Point 5 is rather subtle.  Consider productions rules `A --> B` and
`B --> A`.  It is perfectly valid to declare `flatten B`: This will
result in a `struct A(LBox<A>)`: the [LBox][2] is created for the AST of B using reachability calculations.  What we cannot have is `flatten A` and 
`flatten B`: the flattening is only allowed in one direction.  Otherwise we
would be replacing B with A and A with ... what?  One consequence of
this restriction is that a type cannot flatten into itself: `B --> B`
would not be valid for `flatten B`: *B is mutually recursive with
itself.*

The last restriction is related to the mutual-flattening restriction.  However,
there are cases where it would be safe to flatten A into B and then flatten
B into C. This ability is not currently supported (as of Rustlr 0.3.5).

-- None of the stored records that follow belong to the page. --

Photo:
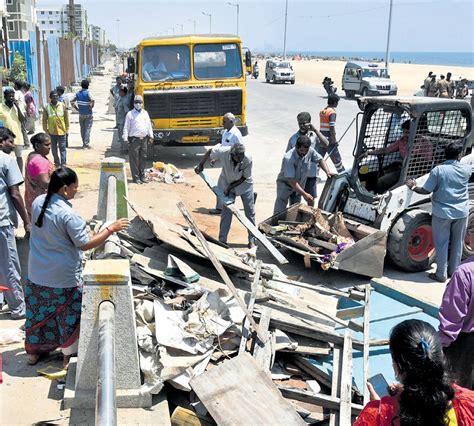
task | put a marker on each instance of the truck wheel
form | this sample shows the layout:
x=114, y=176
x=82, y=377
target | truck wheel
x=410, y=242
x=467, y=250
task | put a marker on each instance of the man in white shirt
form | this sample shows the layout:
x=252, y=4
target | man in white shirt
x=137, y=131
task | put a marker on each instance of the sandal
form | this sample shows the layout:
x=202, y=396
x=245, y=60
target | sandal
x=434, y=277
x=33, y=359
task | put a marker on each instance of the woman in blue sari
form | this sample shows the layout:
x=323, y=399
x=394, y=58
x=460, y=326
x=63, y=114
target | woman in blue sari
x=53, y=291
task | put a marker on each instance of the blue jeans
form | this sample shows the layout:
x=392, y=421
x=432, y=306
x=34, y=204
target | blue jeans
x=58, y=143
x=10, y=272
x=85, y=122
x=226, y=215
x=448, y=236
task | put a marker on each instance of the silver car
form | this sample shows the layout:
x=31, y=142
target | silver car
x=279, y=71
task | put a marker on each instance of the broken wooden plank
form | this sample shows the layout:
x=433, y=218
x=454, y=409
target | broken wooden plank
x=320, y=399
x=217, y=264
x=263, y=351
x=253, y=294
x=238, y=392
x=346, y=381
x=335, y=382
x=366, y=338
x=257, y=234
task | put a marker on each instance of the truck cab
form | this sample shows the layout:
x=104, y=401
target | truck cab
x=367, y=79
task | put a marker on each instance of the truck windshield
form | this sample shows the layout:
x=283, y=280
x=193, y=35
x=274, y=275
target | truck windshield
x=371, y=72
x=374, y=72
x=219, y=60
x=165, y=63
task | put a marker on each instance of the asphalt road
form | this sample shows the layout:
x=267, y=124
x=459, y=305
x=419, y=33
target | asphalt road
x=271, y=118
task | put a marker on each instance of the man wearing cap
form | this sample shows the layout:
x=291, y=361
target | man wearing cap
x=235, y=180
x=137, y=131
x=295, y=167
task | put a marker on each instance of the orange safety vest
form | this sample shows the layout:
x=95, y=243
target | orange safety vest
x=324, y=118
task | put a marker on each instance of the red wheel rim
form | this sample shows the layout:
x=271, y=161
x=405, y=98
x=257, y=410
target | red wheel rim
x=420, y=244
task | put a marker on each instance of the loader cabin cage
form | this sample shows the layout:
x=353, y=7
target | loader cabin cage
x=413, y=151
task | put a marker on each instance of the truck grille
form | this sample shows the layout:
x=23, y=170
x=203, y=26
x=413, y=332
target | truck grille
x=209, y=103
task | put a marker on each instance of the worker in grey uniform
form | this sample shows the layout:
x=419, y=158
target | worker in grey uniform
x=235, y=180
x=317, y=138
x=293, y=174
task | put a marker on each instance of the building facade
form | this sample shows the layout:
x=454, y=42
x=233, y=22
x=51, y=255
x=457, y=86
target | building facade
x=21, y=18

##### Importance of Labels

The usage of labels greatly affect how the AST datatype is
generated.  Labels on the left-hand side of a production rule give
names to enum variants.  Their presence also cancel "pass-thru"
recognition by always generating an enum variant for the rule.
A left-hand side label will also prevent a struct from being generated even
when a nonterminal has but a single production rule.
The absence of labels on the right-hand side leads to the creation of
tuple variants or structs.  The presence of right-side labels creates
structs or struct-variants with named fields.
A label on unit-typed grammar symbol means that the symbol won't be
ignored and will be included in the the type.  If a non-terminal has a
single production rule, the lack of any labels left or right leads
to the creation of a simpler tuple struct.  The use of boxed
labels such as `[e]` forces the semantic value to be wrapped inside an LBox
whether or not it is required to define recursive types.  Boxed labels also
prevent the absorption of 'flatten' types.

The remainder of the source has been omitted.